The nylon riots – 1945 to 1946
One of the enduring images of wartime England was how GIs armed with plentiful supplies of chocolate, cigarettes and nylon stockings were able to win the hearts and favours of the local women to the disgust and frustration of the local men. Nylon stockings were a relatively new innovation – indeed, it was only in 1935 that a chemist of the DuPont Corporation, Walter Carothers, developed what was to become nylon. When introduced in the States nylon stockings became an overnight sensation with four million pairs sold within two days of the product’s launch.
The availability of nylon stockings, the must-have accessory for the fashionable woman, came to an abrupt halt when the States entered the Second World War and DuPont switched production of nylon from stockings to parachutes and other times of military gear. Most women grinned and bore the shortage, showing resourcefulness by painting lines on the backs of their legs to give the impression that they were wearing nylons. A black market sprang up with pairs of nylon stockings changing hands for upwards of $20 and, inevitably, such a valuable commodity became a target for crime. One Louisiana family were robbed of 18 pairs.
George Marion Jnr and Fats Waller’s song, When the Nylons Bloom Again, captured the longing of the women folk for peace to return and nylons to be in plentiful supply. “I’ll be happy when the nylons bloom again/ Cotton is monotonous to men/ only way to keep affection fresh/ get some mesh for your flesh”. Eight days after Japan’s surrender in August 1945, DuPont announced that it would recommence the production of stockings. Unfortunately, its P.R department went into overdrive – not the production department – claiming that it would be able to knock out 360 million pairs in a year. The actual amount produced fell well short of this aggressive target and this is where the problem started.
When supplies of the stockings reached the stores, there was an unprecedented demand for them. A queue stretching 2 kilometres of some 40,000 women formed outside a Pittsburgh store which had just 13,000 pairs to sell. In New York queues of some 30,000 women were reported. When supplies ran out, the disappointed women reacted furiously.
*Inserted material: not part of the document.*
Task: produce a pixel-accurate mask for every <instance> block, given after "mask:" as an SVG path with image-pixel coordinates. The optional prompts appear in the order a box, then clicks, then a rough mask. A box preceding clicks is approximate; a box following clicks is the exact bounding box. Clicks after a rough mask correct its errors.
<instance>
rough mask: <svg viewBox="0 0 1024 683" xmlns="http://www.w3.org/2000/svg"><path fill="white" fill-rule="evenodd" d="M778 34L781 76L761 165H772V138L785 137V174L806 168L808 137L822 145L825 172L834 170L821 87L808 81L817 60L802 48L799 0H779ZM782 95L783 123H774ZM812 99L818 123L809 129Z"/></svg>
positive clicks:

A paper in Atlanta, Georgia ran the headline “Women Risk Life and Limb in Bitter Battle for Nylons” and there were countless reports up and down the States of instances of women battling with each other and pulling hair to get their hands on a pair of nylons. Shelves and displays went flying in the mayhem.
It was not until March 1946 that DuPont was able to ramp up production to a level, some 30 million pairs a month, that would satisfy demand and the riots were quelled. But the nylon riots sounded the death knell for DuPont’s cosy monopoly over nylon. Many thought that DuPont had delayed production to stoke up demand and maximise profits, a charge that the firm vigorously denied (natch). In response, DuPont rather patronisingly claimed that the problem was women with too much time on their hands and with nothing better to do than queue and hoard. In 1951 it was threatened with an anti-trust suit and seeing the writing on the wall, DuPont agreed to share the Nylon licence with the Chemstrand Corporation and then, eventually, with others.